A worldwide team of researchers has discovered that the ear's ability to limit how much sound can be heard helps protect against hearing loss — and they did it by subjecting laboratory mice to the equivalent of a Mogwai concert.
"There's some uncertainty in the field about what this sound-limiting system is used for," said Paul Fuchs, an author of the paper and co-director of the Center for Sensory Biology at the Institute for Basic Biomedical Sciences at Johns Hopkins University. "Now we've definitively shown that this system functions in part to prevent acoustic trauma."
To better understand this sound-limiting system, the research team focused on a protein found on sensory hair cells in the ear. Nerve cells from the brain release signals that are picked up by the protein. When this protein was manipulated in the lab, the altered mice were less able to hear soft sounds than normal mice, showing that the genetic alteration further "turned down" the ear. But could the improved sound-blocking ability of the altered mice also prevent hearing damage?

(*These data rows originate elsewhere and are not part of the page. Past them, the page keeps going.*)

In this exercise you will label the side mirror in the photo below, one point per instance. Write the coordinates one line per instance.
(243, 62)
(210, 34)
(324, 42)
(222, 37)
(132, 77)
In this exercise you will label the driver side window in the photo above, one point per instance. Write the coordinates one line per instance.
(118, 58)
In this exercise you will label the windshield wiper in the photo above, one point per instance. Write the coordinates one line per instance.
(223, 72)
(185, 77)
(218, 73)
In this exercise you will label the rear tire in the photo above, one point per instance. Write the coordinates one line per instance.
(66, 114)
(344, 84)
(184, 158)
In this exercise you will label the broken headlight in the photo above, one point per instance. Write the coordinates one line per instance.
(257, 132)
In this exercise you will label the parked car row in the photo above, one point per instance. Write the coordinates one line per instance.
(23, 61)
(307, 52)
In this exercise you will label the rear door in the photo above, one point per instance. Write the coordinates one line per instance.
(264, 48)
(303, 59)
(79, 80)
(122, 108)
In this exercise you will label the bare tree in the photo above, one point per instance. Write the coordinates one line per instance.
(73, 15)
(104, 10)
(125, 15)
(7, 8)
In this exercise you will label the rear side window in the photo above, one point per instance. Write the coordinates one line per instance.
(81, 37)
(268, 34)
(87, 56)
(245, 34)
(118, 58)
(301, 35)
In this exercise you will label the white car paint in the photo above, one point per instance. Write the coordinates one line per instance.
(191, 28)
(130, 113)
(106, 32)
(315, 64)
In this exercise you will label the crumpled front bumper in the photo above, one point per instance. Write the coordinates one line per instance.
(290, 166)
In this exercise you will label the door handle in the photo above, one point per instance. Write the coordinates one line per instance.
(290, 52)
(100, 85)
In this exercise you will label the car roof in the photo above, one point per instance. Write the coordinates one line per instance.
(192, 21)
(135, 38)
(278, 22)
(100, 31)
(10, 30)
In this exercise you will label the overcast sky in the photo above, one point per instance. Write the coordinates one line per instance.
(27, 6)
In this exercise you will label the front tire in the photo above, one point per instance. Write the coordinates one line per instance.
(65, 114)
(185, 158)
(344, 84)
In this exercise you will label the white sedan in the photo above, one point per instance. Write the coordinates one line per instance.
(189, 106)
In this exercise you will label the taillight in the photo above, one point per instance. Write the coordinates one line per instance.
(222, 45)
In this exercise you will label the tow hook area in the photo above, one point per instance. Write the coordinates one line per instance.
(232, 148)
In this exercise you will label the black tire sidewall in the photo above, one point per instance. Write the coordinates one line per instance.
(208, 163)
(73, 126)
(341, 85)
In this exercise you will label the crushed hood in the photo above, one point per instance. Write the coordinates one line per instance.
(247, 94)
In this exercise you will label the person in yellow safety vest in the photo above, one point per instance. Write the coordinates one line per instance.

There was only one way to find out: Blast 100-decibel sound at mice and again measure their ability to hear. "One hundred decibels, for me, is painfully loud, and conversation is impossible," Fuchs said in a release announcing the findings. "But sound levels in night clubs or rock concerts can be that high, and extended exposure to sound at that volume can cause hearing loss."
Sure enough, mice with the altered protein suffered less permanent hearing damage than normal mice.
"We think this pathway could be a therapeutic target for protecting from sound damage," Fuchs said. "So far, there is little or no specific pharmacology of hearing. We're still learning how the inner ear works."